The distinction matters because tariffs on earrings vary based on value. Roman & Sunstone classified the earrings in subheading 7113.11.50, which is to be used if earrings are worth more than $18 per dozen, or $1.50 per piece. That subheading is dutiable at 5%. On the other hand, earrings worth less than $1.50 per piece are dutiable at 13.5% under subheading 7113.11.20.
Roman & Sunstone determined the value for classification purposes based on the price it paid for each pair, the complaint said. It directed its suppliers to write vague descriptions on the invoices it would later send to CBP that identified pairs or cards of earrings as a single piece. With nothing to go on but the information provided by Roman & Sunstone, the importer’s broker, UPS, filed the shipments under subheading 7113.11.50 at the lower 5% duty rate, even when each single earring included in the shipment was worth less than $1.50, the complaint said.
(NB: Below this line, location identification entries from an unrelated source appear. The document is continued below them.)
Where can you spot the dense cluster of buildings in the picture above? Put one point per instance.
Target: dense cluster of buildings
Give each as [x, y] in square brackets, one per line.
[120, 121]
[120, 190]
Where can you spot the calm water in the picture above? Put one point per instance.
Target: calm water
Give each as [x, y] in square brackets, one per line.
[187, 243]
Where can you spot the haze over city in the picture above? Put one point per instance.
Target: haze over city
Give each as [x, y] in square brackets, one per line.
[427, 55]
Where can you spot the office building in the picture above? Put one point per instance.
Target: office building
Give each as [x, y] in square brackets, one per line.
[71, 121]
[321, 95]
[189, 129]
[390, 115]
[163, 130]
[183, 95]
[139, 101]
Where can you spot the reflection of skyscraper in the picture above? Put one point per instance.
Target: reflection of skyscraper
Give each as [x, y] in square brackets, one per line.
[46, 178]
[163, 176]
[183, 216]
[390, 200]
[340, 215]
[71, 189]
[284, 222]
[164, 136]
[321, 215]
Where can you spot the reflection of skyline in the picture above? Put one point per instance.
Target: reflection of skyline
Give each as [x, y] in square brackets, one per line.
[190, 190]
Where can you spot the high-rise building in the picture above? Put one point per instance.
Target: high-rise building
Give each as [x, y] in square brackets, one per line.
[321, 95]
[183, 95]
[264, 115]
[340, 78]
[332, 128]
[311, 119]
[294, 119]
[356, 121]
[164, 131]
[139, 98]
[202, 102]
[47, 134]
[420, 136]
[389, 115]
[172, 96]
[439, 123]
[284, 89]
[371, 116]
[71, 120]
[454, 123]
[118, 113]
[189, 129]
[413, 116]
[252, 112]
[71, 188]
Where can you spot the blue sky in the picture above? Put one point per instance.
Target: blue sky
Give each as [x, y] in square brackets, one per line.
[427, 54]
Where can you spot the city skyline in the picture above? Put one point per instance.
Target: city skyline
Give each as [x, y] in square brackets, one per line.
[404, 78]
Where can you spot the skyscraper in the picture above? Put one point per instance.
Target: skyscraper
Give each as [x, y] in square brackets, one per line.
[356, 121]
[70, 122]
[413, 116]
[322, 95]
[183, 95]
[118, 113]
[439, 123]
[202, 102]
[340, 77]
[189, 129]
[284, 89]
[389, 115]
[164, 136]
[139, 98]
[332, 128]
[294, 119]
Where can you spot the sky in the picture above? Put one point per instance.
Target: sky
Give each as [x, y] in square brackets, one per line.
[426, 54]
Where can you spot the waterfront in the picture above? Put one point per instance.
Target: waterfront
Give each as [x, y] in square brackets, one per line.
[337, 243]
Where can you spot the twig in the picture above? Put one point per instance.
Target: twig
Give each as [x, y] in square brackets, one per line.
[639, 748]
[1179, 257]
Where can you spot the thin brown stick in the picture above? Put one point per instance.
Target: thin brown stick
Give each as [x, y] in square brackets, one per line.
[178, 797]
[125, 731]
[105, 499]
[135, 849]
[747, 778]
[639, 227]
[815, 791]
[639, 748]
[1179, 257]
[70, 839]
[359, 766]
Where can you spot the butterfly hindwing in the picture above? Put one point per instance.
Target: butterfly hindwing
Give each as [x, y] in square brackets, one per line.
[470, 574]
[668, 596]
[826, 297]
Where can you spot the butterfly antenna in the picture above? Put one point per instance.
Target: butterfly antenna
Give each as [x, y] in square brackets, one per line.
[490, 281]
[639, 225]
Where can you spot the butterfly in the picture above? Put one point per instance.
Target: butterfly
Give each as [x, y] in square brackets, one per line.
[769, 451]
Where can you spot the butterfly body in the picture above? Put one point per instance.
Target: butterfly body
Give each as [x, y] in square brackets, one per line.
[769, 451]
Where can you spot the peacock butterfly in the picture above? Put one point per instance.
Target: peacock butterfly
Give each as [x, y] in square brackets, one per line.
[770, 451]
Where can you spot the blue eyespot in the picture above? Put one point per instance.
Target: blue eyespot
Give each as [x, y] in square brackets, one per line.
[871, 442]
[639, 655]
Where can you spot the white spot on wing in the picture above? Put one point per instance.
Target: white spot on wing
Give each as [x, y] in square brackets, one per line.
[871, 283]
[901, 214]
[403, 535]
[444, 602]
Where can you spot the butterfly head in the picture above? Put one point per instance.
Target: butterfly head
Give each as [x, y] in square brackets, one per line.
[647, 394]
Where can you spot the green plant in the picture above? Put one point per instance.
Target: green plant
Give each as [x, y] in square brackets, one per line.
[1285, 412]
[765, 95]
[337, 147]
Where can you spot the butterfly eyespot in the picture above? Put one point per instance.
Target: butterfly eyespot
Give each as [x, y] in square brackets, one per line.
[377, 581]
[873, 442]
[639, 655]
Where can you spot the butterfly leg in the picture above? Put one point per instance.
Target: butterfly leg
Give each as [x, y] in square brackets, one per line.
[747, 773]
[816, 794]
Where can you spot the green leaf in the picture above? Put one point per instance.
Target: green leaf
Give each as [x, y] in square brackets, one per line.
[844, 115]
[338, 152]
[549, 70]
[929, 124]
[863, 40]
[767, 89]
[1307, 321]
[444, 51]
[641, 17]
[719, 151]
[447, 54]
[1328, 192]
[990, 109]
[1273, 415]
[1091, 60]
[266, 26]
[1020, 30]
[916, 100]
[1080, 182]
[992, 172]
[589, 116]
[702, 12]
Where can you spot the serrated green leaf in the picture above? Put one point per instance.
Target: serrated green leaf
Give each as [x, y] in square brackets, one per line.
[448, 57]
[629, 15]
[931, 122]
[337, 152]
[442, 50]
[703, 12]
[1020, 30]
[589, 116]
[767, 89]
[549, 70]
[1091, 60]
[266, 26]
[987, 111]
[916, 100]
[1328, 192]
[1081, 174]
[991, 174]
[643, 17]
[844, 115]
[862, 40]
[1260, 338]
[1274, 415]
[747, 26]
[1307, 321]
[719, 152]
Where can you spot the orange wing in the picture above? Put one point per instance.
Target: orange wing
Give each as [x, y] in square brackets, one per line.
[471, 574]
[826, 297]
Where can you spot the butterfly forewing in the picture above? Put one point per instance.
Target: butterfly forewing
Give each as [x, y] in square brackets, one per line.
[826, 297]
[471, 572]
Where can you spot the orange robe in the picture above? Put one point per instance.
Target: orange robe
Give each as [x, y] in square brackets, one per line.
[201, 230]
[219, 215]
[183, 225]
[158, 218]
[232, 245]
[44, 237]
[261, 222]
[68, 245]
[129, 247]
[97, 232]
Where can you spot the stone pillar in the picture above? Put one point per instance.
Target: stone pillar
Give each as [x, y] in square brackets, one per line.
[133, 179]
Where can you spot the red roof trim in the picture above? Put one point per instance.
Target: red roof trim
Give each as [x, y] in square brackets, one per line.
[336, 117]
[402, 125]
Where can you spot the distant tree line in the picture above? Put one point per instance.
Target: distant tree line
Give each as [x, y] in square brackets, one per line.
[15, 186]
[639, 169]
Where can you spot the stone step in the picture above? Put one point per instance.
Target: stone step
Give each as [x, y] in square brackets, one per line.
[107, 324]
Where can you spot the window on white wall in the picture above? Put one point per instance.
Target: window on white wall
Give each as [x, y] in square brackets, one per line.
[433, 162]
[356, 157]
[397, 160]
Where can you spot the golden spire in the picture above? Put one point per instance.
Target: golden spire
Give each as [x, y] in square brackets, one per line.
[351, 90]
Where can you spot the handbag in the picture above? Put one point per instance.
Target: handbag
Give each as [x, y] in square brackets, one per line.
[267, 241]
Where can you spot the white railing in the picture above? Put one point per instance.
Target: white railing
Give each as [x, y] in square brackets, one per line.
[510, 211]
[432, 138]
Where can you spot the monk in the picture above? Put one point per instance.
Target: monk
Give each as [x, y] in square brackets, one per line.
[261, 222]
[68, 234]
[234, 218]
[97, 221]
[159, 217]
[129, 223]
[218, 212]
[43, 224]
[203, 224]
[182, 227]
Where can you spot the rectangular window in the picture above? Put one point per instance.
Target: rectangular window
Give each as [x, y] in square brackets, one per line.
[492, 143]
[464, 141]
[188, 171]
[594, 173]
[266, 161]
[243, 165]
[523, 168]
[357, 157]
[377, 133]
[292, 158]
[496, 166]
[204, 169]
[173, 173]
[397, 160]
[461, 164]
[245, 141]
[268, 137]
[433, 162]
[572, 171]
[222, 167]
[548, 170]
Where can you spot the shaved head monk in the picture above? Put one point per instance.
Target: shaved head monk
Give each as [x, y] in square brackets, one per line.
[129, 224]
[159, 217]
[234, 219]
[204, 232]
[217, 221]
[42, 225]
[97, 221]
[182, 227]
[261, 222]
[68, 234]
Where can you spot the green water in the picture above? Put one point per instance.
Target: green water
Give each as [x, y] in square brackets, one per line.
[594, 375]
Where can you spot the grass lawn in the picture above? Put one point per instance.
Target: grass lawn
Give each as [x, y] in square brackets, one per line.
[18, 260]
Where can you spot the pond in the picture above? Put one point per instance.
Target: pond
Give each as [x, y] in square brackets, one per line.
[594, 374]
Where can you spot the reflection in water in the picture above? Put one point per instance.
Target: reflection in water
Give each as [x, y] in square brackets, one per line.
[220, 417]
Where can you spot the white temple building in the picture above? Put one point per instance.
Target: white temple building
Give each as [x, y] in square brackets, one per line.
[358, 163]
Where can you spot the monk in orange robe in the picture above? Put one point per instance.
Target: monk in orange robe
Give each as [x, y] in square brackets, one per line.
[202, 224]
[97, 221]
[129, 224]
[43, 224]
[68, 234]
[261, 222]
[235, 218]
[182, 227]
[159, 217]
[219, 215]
Alan Robins filed the whistleblower suit against his former employer. He was hired as controller and director of finance for Roman & Sunstone in 2016, and began voicing his concerns to management the following year. As a result, he “faced retaliation and was constructively discharged in January 2018,” the complaint said. Robins will receive $70,000 out of the $402,736 settlement from TSI Accessories for his role in the case.
“This settlement underscores our efforts to ensure that importers uphold their responsibilities in American markets,” Massachusetts U.S. Attorney Andrew Lelling said in the news release. “We credit TSI’s cooperation in this investigation and agreement to make the government whole.”
The settlement only resolves the allegations related to TSI’s involvement in the scheme from 2012 to 2015. The news release is silent on the allegations that the fraud continued until the present, as well as on the fate of the constellation of companies, including W.R. Cobb, that bought Roman & Sunstone's predecessor in 2016. The Justice Department did not immediately comment.